Our 5 year old? 10.8kW Electric shower decided to die this week. I have bought a replacement 10.8kW shower and have a few questions regarding its installation.
The original 10.8kW shower was fitted in 2002/2003 when we had our bathroom replaced. We had a new circuit installed for it as we did not previously have an electric shower.
1) Am I allowed to replace the old shower with the new myself or will I be breaking "Part P" of the Building Regulations?
If am not allowed then end of questions, time for a phone call.
However if I can replace it myself I shall continue...
The circuit installed for our shower is as expected -almost: 10mm cable, 30mA RCD and the confusing part a 40A fuse. I found the original install requirements for the old shower and everything checks out except the 40A fuse, the installation manual indicated a 45A fuse should have been installed for the 10.8kW shower model. The new shower also wants a 45A fuse to be present.
2) Will the new shower be able to work with this fuse too?

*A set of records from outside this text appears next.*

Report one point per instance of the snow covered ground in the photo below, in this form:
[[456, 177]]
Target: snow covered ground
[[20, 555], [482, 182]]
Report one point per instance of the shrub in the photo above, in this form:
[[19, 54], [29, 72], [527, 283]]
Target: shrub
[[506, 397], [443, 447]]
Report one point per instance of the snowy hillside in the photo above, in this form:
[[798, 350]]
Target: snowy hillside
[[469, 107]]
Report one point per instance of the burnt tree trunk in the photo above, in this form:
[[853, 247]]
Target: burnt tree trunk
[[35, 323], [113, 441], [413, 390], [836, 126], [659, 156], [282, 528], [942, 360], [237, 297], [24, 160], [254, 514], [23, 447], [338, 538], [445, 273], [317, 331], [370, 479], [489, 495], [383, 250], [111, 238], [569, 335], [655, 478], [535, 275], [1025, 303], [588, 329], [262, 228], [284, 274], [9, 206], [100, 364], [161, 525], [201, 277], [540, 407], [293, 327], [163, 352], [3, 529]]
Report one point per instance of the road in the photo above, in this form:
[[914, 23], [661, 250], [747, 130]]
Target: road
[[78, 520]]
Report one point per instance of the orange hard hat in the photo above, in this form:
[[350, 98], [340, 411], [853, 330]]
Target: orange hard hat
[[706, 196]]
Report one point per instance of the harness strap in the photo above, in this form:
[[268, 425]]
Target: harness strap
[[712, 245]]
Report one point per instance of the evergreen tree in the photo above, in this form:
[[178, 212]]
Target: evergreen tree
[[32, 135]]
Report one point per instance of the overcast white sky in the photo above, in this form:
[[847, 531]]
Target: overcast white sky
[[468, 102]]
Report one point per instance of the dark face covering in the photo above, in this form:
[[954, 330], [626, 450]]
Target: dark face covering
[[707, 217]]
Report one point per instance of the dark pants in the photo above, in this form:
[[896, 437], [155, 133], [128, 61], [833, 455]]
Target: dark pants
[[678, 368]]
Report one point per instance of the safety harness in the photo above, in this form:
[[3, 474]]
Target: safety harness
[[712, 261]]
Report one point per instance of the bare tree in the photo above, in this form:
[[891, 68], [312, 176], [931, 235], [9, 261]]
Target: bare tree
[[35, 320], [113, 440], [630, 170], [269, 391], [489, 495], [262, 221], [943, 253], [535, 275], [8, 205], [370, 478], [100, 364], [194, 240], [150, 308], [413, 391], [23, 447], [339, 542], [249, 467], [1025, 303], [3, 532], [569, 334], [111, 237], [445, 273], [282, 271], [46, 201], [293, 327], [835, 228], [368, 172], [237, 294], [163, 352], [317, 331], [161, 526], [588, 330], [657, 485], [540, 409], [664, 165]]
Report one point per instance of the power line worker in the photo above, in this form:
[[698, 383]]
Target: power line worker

3) What is the worst that can happen? I connect everything up as per instructions, turn the shower on and the fuse trips. Time for the original phone call...
Thanks in advance for any help and advice you can give me.
There is a link to Part P in projects where you can read for yourself. Bathroom is considered special location but page 8 says replacement is generally not notifiable even if carried out in special location. As to if you feel you can do this with the skills you have is not something I can answer. I hate that generally what is wrong with yes or no I don't know? which is why I can't say yes or no but I know what I would do!
As to 40 amp fuse there is a time curve and unless you take hour long showers it should be OK. If it was a trip then they act faster but worse that can happen is it will trip.
I am fairly confident with my DIY skills. Before Part P came in I was happy to tackle most DIY electrical work myself with a bit of research into the specific requirements for each job.
When I said 40A fuse I actually meant a 40A mcb.
I just don't want to be breaking any regulations by replacing the shower myself.
Am I right in thinking that if once fitted the 40A mcb keeps tripping (sounds like that will be quite possible) then I would need to get an electrician to replace the 40A mcb with an 45A mcb as that would be considered a consumer unit replacement, therefore, notifiable.